The battle over fluoride, which was first introduced into the water supply in Canada in the 1940s, has given rise to a growing movement across North America. In the early 2000s several communities in British Columbia voted to get rid of fluoride, as did Whitehorse in 1998, while in 2007 a group of 200 dentists unsuccessfully lobbied U.S. Congress to remove the chemical additive from the water supply.
There has been a recent series of municipal votes or public referendums on fluoride across Ontario — where policies on fluoridation are left up to municipalities — including in Halton, Niagara and Thunder Bay. However, Waterloo appears to be the first in the province to actually remove fluoride.

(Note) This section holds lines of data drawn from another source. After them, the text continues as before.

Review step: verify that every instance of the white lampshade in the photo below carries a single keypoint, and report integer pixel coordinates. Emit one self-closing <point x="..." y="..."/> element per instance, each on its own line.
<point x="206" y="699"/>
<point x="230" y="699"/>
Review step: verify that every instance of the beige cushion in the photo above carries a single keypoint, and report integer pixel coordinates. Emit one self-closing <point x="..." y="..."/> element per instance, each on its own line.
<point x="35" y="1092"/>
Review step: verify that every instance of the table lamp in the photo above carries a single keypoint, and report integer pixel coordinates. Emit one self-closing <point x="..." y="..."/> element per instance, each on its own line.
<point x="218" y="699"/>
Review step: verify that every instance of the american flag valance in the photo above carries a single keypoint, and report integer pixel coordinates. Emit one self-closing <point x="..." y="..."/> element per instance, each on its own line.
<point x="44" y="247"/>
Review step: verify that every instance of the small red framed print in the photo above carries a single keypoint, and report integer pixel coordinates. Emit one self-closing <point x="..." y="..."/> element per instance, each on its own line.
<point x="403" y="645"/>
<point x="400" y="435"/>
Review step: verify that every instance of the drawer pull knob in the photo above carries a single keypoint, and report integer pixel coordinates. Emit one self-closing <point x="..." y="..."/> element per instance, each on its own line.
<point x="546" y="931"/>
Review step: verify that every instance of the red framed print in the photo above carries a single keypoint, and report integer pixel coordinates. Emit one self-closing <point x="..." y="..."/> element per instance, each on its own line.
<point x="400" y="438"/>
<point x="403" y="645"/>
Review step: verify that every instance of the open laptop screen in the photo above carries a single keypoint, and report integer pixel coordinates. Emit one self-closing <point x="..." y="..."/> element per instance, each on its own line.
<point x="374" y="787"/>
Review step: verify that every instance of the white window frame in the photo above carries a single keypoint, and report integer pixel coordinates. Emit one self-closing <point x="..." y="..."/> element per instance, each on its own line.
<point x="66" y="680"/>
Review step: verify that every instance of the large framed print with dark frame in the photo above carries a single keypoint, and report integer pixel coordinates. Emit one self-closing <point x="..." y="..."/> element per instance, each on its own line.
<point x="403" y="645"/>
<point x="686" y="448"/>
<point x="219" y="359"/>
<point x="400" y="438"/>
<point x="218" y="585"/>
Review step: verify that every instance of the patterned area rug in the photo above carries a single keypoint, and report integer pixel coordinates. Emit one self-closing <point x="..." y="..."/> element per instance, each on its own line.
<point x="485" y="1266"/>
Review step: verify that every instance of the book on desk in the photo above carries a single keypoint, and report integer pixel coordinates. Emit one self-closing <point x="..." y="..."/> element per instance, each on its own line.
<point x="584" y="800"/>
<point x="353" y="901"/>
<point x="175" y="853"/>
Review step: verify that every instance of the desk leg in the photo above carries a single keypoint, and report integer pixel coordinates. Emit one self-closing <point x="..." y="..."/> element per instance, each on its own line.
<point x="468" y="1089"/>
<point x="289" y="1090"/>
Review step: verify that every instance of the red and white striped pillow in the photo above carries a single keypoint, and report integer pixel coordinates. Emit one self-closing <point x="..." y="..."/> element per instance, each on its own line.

But while Ontario’s chief medical officer of health called fluoridation “one of the greatest public health achievements of the 20th century,” the provincial government has no plans to change the legislation to wrest control over the issue from municipalities and force province-wide fluoridation.
“No, we are not considering making fluoride mandatory across the province,” said Ivan Langrish, a spokesman for the Ontario Ministry of Health and Long-Term Care.
Health Canada convened a panel of experts in 2007 that found that fluoride was safe in the drinking water at current recommended levels and was an effective tool in the fight against tooth decay.